Taiwan’s exports have experienced a decline for the 11th consecutive month in July, but there is hope on the horizon as artificial intelligence (AI) applications gain momentum. The country’s July exports saw a 10.4% drop in value compared to the previous year, reaching $38.73 billion, according to the finance ministry. Although this decline is significant, it is still better than the 23.4% fall witnessed in June, which was the worst slump in nearly 14 years. Additionally, the current figures surpassed expectations, as a Reuters poll had predicted a 20.1% contraction.
While export-reliant Taiwan saw a return to growth in the second quarter due to resilient domestic consumption, exports themselves have remained weak. However, the finance ministry suggests that rising demand for high-performance computing, AI, data centers, and automotive electronics will likely boost export momentum in the second half of the year. Traditionally, this period sees an increase in orders ahead of the busy year-end shopping season. Although the ministry anticipates a continued contraction of exports between 5% and 10% for August, they believe growth may resume from September, with November being the most likely turning point.
Specifically, electronic components experienced a 7.9% decline in total shipments from the previous year, amounting to $15.61 billion in July. Semiconductor exports also faced a 6.2% decrease. Taiwanese companies like TSMC, the world’s largest contract chipmaker, are major suppliers to global tech giants like Apple Inc and Nvidia, in addition to providing chips for automobile manufacturers and lower-end consumer goods.
The weak demand for high-tech products from both the U.S. and China has been a contributing factor to Taiwan’s declining exports. However, China’s imports and exports fell even faster than expected in July, placing additional pressure on the Chinese government to provide fresh stimulus measures and support demand.
In terms of individual trade partners, Taiwan’s exports to China in July decreased by 16.3% compared to the previous year, amounting to $13.42 billion. This followed a drop of 22.2% in the previous month. Similarly, exports to the United States experienced a 3.3% decline in July, following a significant 25.2% year-on-year decrease in June.
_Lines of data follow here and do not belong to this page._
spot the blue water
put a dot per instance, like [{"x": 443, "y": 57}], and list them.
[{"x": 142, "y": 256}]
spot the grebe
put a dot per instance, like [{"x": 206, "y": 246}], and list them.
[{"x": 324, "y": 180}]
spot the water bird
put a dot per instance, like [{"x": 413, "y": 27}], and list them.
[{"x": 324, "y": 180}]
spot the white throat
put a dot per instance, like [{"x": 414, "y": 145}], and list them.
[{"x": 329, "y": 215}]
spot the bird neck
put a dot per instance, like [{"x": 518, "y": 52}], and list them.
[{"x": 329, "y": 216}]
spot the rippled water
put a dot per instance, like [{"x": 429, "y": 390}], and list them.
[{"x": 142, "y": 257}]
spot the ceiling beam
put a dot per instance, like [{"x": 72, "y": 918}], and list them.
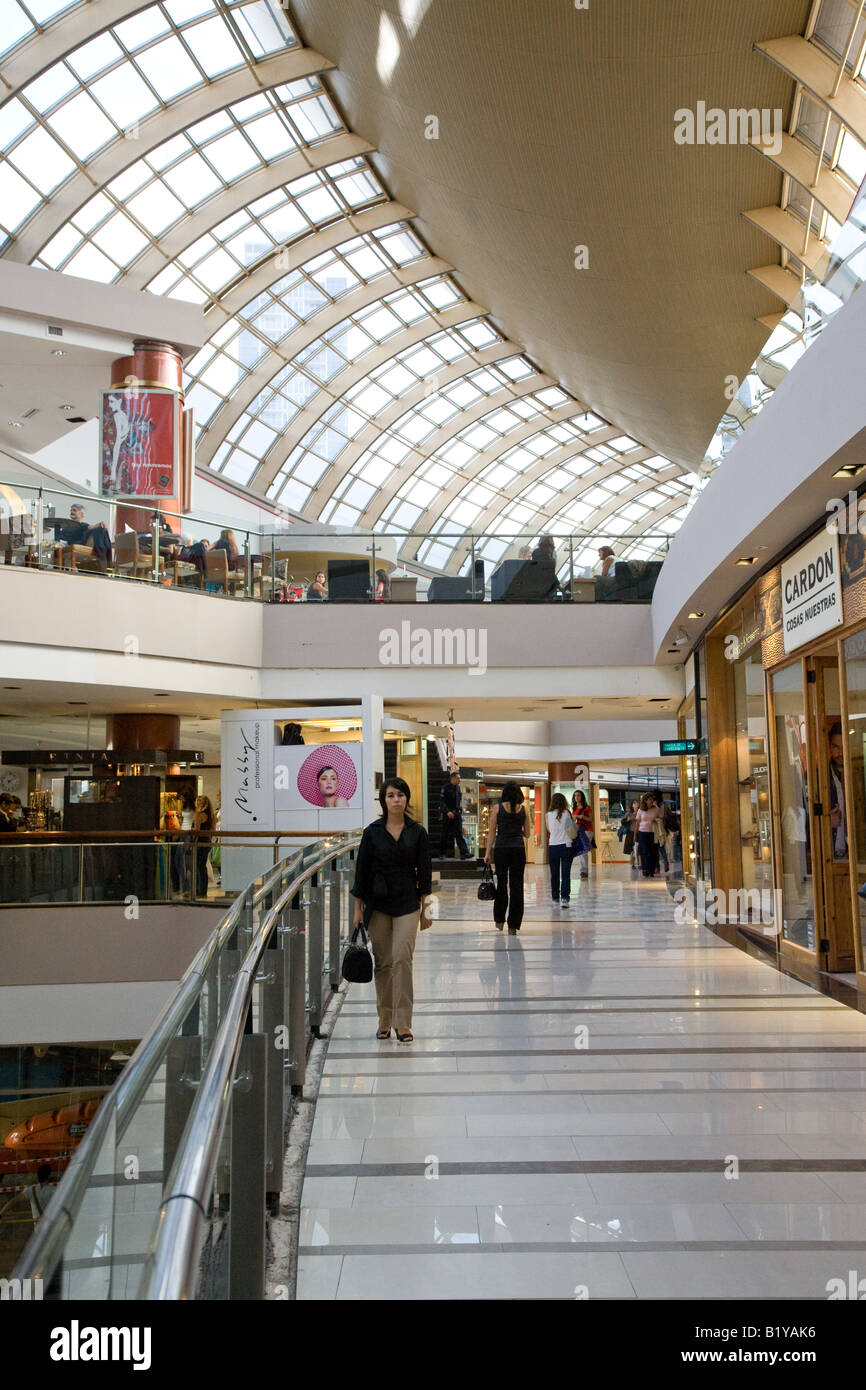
[{"x": 168, "y": 121}]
July also saw a decline in Taiwan’s imports, which often serve as an indicator for the re-export of finished products. Imports dropped by 20.9% to $30.25 billion, outperforming economist forecasts of a 25.0% fall. This decline in imports followed a 29.9% drop in June.
In conclusion, while Taiwan’s exports continue to face challenges, there is optimism regarding the second half of the year. The demand for high-performance computing, AI, data centers, and automotive electronics offers promise for a potential turnaround in Taiwan’s export sector. Although the weak demand for high-tech products from the U.S. and China remains a concern, the government believes that growth will likely resume in the coming months. However, it is essential to monitor economic developments and global trade dynamics closely to assess the potential impact on Taiwan’s export-reliant economy.